I had to smile to myself, I’d heard this before and it’s quite natural after a hard-fought case.  So, when around ten months later he booked another appointment with me, I could guess what might be on his mind.

He sat down across the desk from me and said, with a somewhat sheepish smile “I know I said I didn’t want anything to do with women, but I’ve met someone and we’ve been talking about moving in together.  I’m just worried that I’m setting myself up for the same thing all over again.”

In short, Jamie’s ex-wife had retained their family home as they had a two-year old daughter and they’d owned the home jointly.  However, he had a good job and had managed to get a one-bed flat, so he was paying two mortgages.

“If my girlfriend moves in, will she be able to claim a share of my flat, if we split up?” he asked.

Susie, his girlfriend, had offered to pay towards all the household costs, which seemed fair, but Jamie was worried that would constitute paying part of the mortgage and give her a right to a share of the property.

After a few questions I discovered that Susie had offered to sign something to waive her claim on the property, but Jamie wasn’t sure if this was the right thing to do.

It can be difficult to bring up a co-habitation agreement or a pre-nuptial agreement when the relationship is in that ‘forever, together’ phase, so the fact that Susie was willing was a step in the right direction.

We discussed whether Jamie was planning to co-habit or actually moving towards remarriage.  He assured me that, at present, moving in was a big enough step to contemplate and so we explored all the issues that he – and Susie – would need to consider.  These included:

  • The property and its ownership
  • Joint possessions – who gets what
  • What would happen if Jamie sold his flat and they bought a home in common – but with a bigger chunk put in by him.
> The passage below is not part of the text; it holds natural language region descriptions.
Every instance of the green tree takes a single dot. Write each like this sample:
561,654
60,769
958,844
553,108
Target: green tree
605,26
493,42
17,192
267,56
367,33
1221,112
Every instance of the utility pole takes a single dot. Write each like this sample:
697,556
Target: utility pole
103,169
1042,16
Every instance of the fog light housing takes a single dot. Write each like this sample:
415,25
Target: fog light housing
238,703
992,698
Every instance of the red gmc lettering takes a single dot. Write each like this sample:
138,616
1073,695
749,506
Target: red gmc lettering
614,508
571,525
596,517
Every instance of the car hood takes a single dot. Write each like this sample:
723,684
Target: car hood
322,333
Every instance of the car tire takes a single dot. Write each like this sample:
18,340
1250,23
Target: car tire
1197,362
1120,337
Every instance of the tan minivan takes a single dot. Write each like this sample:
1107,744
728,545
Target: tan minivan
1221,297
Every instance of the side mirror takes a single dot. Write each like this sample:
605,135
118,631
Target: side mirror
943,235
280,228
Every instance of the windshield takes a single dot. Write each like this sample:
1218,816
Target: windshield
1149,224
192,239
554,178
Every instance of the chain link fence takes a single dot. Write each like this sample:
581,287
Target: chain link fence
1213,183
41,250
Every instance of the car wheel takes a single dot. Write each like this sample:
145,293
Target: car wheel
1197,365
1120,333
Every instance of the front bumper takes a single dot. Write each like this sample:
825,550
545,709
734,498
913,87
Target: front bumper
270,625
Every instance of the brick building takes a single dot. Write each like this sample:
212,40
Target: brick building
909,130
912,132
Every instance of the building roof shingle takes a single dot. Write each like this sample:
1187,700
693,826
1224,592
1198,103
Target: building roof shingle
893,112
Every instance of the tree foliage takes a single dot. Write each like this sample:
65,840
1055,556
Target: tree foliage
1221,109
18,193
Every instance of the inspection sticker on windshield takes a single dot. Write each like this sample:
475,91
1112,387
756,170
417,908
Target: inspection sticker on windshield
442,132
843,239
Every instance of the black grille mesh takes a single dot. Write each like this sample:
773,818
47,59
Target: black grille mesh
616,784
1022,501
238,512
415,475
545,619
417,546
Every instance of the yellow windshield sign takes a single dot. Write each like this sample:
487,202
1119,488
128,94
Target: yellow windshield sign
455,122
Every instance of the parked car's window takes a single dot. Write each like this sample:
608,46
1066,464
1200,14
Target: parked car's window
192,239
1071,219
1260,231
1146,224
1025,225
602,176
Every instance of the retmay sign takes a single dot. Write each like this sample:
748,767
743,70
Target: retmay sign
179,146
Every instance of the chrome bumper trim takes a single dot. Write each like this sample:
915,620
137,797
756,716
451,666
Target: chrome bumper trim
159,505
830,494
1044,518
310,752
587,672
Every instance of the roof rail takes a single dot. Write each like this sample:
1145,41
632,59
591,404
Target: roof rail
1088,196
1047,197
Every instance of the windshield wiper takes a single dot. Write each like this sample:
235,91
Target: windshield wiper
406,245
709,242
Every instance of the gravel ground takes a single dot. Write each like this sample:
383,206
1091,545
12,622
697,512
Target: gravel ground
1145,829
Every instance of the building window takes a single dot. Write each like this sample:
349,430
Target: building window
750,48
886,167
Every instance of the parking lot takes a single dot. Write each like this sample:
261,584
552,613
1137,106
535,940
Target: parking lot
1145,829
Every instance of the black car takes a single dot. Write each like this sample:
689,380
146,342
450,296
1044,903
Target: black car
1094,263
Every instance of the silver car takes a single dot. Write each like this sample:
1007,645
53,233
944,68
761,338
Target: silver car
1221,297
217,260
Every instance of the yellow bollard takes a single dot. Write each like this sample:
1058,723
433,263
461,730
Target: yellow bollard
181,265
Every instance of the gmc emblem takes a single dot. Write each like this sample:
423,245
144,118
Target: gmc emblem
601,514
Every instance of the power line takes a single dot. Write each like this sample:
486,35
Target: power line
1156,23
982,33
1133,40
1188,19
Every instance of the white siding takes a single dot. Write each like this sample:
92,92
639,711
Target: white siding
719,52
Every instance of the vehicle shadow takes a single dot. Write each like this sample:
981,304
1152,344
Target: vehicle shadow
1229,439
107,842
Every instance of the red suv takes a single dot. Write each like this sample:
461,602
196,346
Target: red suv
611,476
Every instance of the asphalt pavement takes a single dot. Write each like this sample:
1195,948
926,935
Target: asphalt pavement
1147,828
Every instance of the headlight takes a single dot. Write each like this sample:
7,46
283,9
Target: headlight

If they should separate who would buy who out.
  • If Susie’s parents contributed a lump sum towards a future home, how that would affect the situation if they should separate at some point in the future
  • How their joint finances would be managed, bank accounts and credit cards and any subsequent debts either of them might acquire
  • If they purchased a shared vehicle who would pay for what and how it would feature as an asset in their relationship.

A Cohabitation Agreement gives both partners clarity about their relationship and what would happen if they eventually separate.

Jamie went away to discuss this with Susie and I’m looking forward to seeing them both when they’ve agreed what they want so we can create the Cohabitation Agreement that will set both their minds at rest.